Geboren am 9. September 1874 in Brody, einer Grenzstadt zwischen Österreich und Russland im damaligen Habsburger Reich, wuchs die vierte von fünf Töchtern in einem gebildeten aufgeklärten jüdischen Elternhaus auf. Sie sprach deutsch, französisch, polnisch und vermutlich auch russisch. Als sie 19 Jahre war, siedelte die Familie nach Hamburg über. Hier arbeitete sie zunächst als Kontoristin und beteiligte sich zusammen mit ihrer Schwester Anna an der sozialistischen Frauenbewegung, weshalb beide zeitweise von der politischen Polizei beobachtet wurden. 1901 ging sie zum Kunstgeschichtsstudium nach Bern, wo sie 1904 promovierte. Noch im selben Jahr ging die 30-jährige zurück nach Hamburg.
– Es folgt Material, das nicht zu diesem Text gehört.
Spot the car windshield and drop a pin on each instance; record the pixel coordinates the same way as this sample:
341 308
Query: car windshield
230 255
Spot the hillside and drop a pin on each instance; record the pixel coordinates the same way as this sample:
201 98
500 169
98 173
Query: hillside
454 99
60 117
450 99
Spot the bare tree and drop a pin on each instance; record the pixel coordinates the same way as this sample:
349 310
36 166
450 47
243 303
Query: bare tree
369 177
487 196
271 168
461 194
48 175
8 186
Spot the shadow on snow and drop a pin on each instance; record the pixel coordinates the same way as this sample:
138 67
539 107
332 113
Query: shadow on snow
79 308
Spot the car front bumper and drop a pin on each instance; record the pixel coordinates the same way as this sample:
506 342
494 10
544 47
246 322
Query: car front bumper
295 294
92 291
Erst 1914 nahm sie die deutsche Staatbürgerschaft an.
Im zweiten Teil des Buches erlaubt die Autorin tiefere Einblicke in das Innenleben ihrer Protagonistin, da sie sich hier überwiegend auf das Quellenmaterial der vielen Briefe stützt, die Schapire zwischen 1950 und 1954 an Schmidt-Rottluff schrieb. Während der sechs Kriegsjahre war der Kontakt zwischen ihnen völlig abgebrochen. Schapire war erst im letzten Moment, nach einem verzweifelten Hilferuf an den Kunsthistoriker Fritz Saxl in London, im August 1939 mit 10 Reichsmark in der Tasche nach England entkommen. Saxl hatte bereits 1933 zusammen mit der Philosophin Gertrud Bing die Kulturwissenschaftliche Bibliothek Aby Warburgs aus Hamburg nach London gerettet, wo sie das Warburg Institut gründeten. Das wurde nun im Krieg zu einer Anlaufstelle für viele Exilanten - auch für Rosa Schapire, die hier zunächst Arbeit fand. Sie war bereits 65 Jahre alt, mittellos und musste sich in eine neue Sprache einfinden.
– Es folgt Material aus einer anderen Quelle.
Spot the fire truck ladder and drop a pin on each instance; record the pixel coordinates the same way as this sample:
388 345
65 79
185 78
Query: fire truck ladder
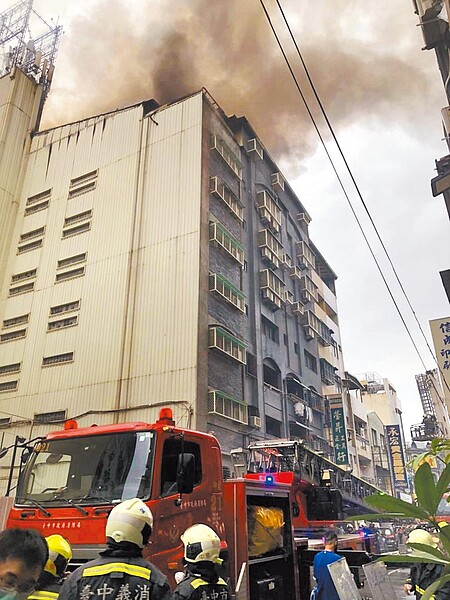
309 466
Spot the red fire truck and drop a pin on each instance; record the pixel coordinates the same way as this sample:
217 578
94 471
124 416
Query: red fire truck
72 478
Die letzten 15 Jahre ihres Lebens im Londoner Exil beweisen noch einmal ihre ungeheure geistige Stärke. Unter widrigsten Umständen gelang es ihr, sich wieder eine Existenz und einen Namen als Übersetzerin und Publizistin von Kunst- und Architekturthemen aufzubauen. Sie überlebte die deutschen Luftangriffe – einmal wurde sie ausgebombt - und wohnte in prekären Untermietverhältnissen. Ständig musste sie umziehen, in ihren letzten vier Lebensjahren vier Mal. Die intellektuelle Arbeit gab ihr Halt, doch der Existenzkampf zermürbte sie.
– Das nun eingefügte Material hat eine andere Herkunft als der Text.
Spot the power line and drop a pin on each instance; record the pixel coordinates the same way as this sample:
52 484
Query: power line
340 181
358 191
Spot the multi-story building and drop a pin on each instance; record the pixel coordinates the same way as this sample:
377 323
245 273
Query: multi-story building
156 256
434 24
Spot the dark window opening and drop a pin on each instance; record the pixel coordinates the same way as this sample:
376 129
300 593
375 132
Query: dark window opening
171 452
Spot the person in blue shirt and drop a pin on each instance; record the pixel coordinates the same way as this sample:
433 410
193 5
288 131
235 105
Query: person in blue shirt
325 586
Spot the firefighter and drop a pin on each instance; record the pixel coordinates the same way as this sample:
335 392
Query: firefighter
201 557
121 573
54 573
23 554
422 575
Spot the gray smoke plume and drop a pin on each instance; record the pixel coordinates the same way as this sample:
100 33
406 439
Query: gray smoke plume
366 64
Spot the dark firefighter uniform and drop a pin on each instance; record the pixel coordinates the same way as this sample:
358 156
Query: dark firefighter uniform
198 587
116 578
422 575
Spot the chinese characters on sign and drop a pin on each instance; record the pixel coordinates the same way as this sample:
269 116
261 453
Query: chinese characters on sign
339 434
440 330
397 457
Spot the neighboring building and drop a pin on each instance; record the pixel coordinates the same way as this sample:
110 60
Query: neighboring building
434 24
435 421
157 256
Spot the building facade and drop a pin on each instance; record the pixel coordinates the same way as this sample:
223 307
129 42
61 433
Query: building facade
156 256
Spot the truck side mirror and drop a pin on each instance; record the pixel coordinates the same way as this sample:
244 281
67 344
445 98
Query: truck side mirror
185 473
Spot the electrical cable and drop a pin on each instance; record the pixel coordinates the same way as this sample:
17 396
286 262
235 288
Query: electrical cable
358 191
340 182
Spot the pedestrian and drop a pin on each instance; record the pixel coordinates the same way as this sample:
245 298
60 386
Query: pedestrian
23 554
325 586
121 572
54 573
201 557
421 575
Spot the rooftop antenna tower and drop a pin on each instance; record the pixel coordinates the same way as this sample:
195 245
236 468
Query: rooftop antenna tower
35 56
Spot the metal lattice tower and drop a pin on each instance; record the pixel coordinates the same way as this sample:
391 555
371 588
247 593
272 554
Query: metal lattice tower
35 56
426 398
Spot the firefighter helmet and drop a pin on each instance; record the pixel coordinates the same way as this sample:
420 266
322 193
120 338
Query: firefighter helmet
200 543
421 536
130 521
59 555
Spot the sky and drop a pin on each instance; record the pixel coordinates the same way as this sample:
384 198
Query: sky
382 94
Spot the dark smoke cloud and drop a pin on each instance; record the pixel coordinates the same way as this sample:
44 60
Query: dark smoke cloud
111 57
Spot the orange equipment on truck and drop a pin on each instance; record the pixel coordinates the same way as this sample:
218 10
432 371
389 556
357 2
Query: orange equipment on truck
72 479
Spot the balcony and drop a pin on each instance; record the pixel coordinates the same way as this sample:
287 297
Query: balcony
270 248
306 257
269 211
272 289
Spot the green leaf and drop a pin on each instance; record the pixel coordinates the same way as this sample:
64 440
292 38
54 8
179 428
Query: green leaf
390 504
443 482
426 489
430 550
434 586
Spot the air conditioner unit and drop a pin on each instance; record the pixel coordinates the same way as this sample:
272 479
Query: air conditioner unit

Umso mehr war sie auf die Briefe von Schmidt-Rottluff angewiesen, die oft auf sich warten ließen. Schmidt-Rottluff äußerte sich nur sparsam zu seinen Gefühlen. Erst spät schrieb er ihr, wie prägend sie für ihn war, und dass nur sie seine Arbeit zu deuten und zu vermitteln verstand: „Dass ich dieses Glück an dir erleben konnte, hat mich bestimmt mit geformt, u. man muss sich sicher glücklich preisen, dass man das einmal erleben durfte – man kann auf ein 2tes Mal nicht mehr hoffen.“ Dieses Geständnis rührte sie tief.
Gesehen haben sich die beiden nach 1939 nicht mehr. Schmidt-Rottluff hatte zwar in der Nazi-Zeit Malverbot, aber Deutschland nie verlassen. Rosa Schapire freute sich über Besuch aus ihrem früheren Leben, doch nach dem Holocaust schien es ihr unmöglich, selbst jemals wieder nach Deutschland zu reisen. Noch vor 1946 wurde sie britische Staatsbürgerin. 1952 erhielt sie vom Süddeutschen Rundfunk eine Ehrengabe von 600 DM aus dem Künstlerfond, den der SDR als Geste der Wiedergutmachung aufgelegt hatte.
In England galt Rosa Schapire als Mittlerin der deutschen Kunst - nicht zuletzt durch die Einzelausstellung mit früheren und aktuellen Werken von Karl Schmidt-Rottluff, die sie 1953 in einer Galerie in Leicester für ihn organisierte, ein Erfolg, der sie sehr befriedigte: „Was hätte das Leben auch sonst für einen Sinn für mich?“ Sie litt da schon einige Zeit unter Herz- und Augenproblemen und sprach in ihren Briefen von ihrer Todessehnsucht. Die antisemitische Verfolgung und die Einsamkeit des Exils hatten ihre Nerven zerrüttet. Sie starb am 1. Februar 1954 mit knapp 80 Jahren.
Susanne Wittek ist mit ihrer authentischen und gut geschriebenen Biografie ein differenziertes Porträt Rosa Schapires gelungen und das eindringliche Zeugnis einer Exilerfahrung, die ihre Aktualität bis heute leider nicht verloren hat.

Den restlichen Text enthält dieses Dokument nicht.